Investigations comparing stents and endarterectomy in patients were apparently able to report mixed results for heart attack, stroke and death. For determining the patterns in the employment of stents or endarterectomy, researchers examined patients aged 65 and older from the Centers for Medicare & Medicaid Services from Jan. 1, 2003, through Dec. 31, 2006. Rates of carotid endarterectomy seemingly decreased among Medicare beneficiaries. The decline appeared from 3.2 per 1,000 patients per year to 2.6 per 1,000 patients per year.
The researchers enlightened, “Carotid endarterectomy has been the recommended treatment for patients with extracranial carotid artery disease since the publication of several randomized studies in the 1990s comparing carotid endarterectomy with medical therapy.”
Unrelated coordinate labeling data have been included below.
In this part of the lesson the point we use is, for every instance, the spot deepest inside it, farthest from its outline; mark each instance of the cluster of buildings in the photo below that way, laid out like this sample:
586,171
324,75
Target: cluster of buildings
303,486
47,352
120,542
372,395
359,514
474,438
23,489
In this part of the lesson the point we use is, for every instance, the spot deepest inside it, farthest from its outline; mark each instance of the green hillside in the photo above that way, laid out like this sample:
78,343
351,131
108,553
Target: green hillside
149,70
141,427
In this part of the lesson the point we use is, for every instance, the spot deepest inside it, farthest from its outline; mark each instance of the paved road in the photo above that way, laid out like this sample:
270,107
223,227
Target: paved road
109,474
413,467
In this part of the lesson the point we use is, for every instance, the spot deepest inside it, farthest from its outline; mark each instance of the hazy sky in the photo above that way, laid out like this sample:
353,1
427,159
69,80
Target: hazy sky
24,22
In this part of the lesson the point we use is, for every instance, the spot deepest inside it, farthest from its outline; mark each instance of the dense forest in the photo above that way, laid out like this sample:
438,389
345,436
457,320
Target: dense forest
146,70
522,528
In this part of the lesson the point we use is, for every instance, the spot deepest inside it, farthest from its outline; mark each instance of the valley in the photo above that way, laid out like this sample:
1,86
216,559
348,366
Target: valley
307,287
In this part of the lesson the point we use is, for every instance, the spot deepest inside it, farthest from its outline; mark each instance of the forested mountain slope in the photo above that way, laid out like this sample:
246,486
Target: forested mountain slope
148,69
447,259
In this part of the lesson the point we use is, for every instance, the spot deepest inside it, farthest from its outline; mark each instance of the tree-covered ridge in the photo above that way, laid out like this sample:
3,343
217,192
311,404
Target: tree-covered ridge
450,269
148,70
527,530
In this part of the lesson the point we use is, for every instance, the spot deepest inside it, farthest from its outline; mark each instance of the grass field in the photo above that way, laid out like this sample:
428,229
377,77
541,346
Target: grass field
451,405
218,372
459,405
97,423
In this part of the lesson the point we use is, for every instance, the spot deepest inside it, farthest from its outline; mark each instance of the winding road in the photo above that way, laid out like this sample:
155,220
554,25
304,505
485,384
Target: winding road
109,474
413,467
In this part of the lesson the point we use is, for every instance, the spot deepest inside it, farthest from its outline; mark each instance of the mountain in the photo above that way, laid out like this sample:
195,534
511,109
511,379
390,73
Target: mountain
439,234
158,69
After adjusting for demographic and clinical characteristics, a significant geographic variation was found in the odds of revascularization by Manesh R. Patel, M.D., of Duke University School of Medicine, Durham, N.C., and colleagues. Codes for stenting were registered by data prepared in 2005. 0.3 procedures were conducted on per 1,000 patients that year, on the other hand, 0.4 per 1,000 patients were provided with stents in the following year.
Patients belonging to the New England, Mountain regions like Arizona, Colorado, Idaho, Montana, Nevada, New Mexico, Utah and Wyoming and Pacific such as Alaska, California, Hawaii, Oregon and Washington were least likely to go through both procedures. Whereas those from the East South Central including Alabama, Kentucky, Mississippi and Tennessee, East North Central namely Illinois, Indiana, Michigan, Ohio and Wisconsin and West North Central regions like Iowa, Kansas, Minnesota, Missouri, Nebraska, North Dakota and South Dakota had the highest possibility.
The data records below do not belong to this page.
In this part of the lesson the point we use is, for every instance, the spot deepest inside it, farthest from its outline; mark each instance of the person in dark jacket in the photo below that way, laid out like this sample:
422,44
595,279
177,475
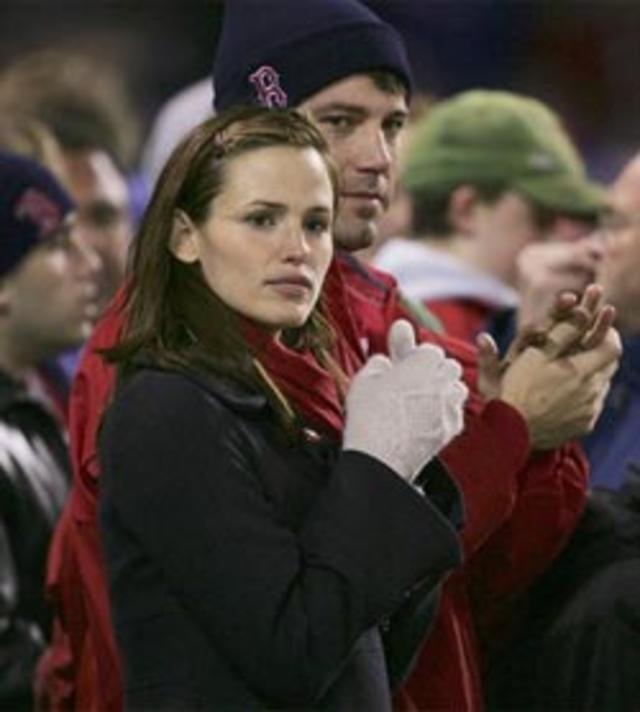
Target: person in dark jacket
253,561
47,304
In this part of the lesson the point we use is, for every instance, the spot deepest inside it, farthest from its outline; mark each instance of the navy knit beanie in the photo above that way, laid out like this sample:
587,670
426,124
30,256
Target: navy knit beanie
279,52
33,205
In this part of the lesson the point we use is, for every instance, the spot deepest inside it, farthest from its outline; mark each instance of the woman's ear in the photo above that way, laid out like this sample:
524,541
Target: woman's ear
183,242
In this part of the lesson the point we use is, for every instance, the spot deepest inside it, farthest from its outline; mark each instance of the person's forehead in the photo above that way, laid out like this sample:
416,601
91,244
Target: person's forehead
360,92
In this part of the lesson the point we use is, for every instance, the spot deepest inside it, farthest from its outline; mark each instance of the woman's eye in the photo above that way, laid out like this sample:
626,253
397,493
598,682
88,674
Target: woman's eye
393,127
317,226
338,122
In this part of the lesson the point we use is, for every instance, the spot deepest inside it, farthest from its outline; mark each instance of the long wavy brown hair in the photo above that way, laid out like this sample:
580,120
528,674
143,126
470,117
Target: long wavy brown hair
171,314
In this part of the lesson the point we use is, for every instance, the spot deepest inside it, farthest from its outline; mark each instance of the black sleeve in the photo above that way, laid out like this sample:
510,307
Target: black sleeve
284,607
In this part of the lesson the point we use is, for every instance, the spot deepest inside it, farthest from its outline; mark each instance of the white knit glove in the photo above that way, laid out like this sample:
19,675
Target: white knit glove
404,409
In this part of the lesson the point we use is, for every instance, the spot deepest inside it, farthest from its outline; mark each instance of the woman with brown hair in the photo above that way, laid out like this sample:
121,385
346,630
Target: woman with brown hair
265,550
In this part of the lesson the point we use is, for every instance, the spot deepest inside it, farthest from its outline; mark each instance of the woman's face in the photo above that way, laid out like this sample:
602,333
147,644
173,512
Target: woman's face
267,244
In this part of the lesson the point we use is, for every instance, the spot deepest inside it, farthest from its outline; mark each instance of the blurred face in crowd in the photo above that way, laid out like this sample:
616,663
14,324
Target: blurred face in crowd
267,243
503,228
361,124
50,298
100,192
619,271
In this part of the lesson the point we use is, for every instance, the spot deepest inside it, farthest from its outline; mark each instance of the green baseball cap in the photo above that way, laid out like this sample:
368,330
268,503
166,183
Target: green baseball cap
500,139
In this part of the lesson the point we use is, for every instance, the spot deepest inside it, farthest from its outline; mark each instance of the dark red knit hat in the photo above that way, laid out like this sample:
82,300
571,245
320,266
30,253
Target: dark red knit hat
279,52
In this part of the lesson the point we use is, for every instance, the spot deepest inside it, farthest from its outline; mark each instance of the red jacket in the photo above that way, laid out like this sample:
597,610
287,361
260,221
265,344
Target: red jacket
519,511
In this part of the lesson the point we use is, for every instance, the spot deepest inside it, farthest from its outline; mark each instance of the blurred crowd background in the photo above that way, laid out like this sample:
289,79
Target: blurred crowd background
579,56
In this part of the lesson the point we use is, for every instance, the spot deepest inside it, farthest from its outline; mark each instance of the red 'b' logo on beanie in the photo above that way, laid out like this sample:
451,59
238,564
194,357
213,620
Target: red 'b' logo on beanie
266,82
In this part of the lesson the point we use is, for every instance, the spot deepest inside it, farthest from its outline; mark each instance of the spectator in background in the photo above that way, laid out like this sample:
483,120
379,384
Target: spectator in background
488,173
175,118
512,463
27,137
580,646
47,304
86,108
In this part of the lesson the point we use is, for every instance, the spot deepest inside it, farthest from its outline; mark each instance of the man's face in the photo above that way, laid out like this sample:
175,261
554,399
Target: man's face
100,192
51,296
361,124
619,271
505,227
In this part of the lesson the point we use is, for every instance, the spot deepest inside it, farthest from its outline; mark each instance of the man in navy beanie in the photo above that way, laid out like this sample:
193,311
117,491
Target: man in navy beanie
348,70
47,304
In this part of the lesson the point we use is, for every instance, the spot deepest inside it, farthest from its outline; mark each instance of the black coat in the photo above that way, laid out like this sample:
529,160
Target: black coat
245,574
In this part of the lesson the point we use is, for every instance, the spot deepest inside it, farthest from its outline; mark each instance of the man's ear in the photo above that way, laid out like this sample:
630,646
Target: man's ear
462,209
183,242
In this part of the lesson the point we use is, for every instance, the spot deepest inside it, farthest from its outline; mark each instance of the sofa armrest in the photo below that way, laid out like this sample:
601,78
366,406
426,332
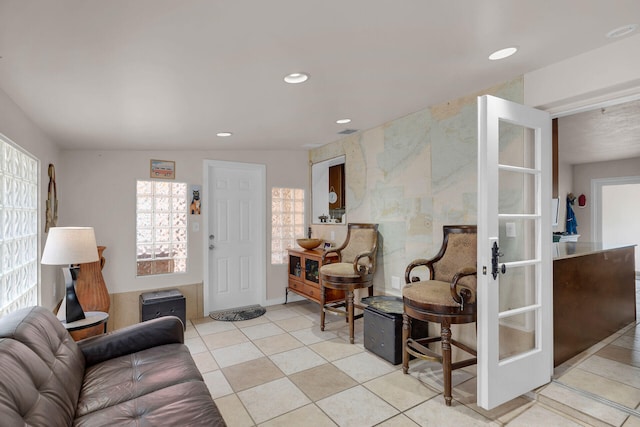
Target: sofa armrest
134,338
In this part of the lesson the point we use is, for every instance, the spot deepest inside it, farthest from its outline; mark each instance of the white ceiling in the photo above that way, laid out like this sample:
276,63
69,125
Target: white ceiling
169,74
601,134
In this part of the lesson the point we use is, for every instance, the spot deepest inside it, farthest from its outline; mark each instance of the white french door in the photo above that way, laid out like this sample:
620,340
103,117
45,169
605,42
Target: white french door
235,242
515,289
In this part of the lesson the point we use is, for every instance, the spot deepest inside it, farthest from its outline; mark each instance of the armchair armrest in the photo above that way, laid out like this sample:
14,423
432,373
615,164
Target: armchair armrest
363,268
464,294
134,338
332,251
420,262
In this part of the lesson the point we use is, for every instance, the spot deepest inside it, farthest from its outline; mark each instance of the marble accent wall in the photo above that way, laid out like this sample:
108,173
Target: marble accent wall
412,176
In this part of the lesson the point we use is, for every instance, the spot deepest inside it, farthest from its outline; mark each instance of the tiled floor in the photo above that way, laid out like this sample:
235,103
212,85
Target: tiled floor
281,370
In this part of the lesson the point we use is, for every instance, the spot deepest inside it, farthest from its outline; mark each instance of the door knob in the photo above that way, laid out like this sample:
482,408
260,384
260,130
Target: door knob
495,254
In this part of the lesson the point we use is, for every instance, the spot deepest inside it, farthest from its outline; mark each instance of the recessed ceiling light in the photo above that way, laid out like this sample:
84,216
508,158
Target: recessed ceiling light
503,53
622,31
295,78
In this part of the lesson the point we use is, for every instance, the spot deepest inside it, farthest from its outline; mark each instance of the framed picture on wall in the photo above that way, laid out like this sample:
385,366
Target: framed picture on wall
164,169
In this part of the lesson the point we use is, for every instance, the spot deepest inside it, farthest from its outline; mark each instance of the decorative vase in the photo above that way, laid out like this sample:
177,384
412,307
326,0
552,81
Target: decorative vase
92,293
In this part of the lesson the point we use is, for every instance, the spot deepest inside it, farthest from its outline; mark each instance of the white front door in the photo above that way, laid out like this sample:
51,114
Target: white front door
515,277
234,235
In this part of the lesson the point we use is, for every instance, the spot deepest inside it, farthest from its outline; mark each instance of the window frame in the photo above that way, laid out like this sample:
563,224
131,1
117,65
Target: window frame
154,266
280,251
30,241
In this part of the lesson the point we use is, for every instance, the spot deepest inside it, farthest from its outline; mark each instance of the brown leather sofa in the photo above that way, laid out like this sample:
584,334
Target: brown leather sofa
142,375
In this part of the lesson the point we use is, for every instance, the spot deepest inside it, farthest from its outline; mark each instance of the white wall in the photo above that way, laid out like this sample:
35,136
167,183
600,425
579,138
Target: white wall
598,75
620,225
582,176
97,188
16,126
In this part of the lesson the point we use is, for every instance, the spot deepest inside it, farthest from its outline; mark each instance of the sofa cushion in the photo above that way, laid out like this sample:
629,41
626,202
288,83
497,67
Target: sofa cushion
52,363
169,406
127,377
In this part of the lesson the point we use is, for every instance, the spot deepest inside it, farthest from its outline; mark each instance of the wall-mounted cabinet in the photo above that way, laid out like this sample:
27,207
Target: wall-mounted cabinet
328,185
304,278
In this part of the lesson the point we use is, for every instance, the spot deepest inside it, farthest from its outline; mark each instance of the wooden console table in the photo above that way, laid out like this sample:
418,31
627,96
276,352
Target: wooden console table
593,295
304,279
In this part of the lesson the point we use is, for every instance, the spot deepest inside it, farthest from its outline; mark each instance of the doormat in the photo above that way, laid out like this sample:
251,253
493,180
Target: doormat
238,314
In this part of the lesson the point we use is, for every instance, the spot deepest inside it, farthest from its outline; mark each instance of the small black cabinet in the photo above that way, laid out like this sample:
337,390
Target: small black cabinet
163,303
383,327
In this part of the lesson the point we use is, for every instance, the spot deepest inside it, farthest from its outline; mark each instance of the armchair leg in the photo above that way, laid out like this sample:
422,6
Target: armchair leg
445,333
322,302
350,314
406,332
The investigators affirmed, “Significant geographic variation was seen in the use of carotid endarterectomy and carotid stenting among Medicare beneficiaries and variation in the carotid imaging modalities used before revascularization. Moreover, men and patients with a prior diagnosis of peripheral vascular disease were more likely to undergo carotid revascularization, and patients with a prior diagnosis of coronary artery disease or a prior carotid endarterectomy were more likely to undergo carotid stenting. These findings suggest that the development of consensus regarding clinical criteria for carotid imaging, such as a national standard for appropriate use criteria, is required.”
Around nine-fold variation in between the highest and lowest rate of endarterectomy across regions in 2003 and 2004 and a seven-fold difference in 2005 and 2006 was registered. 30 days after undergoing endarterectomy, 1.2 percent of patients died in 2005. Amongst patients facing carotid stenting 10.3 percent were unable to survive for more than a year.
The research is published in the July 26 issue of Archives of Internal Medicine, one of the JAMA/Archives journals.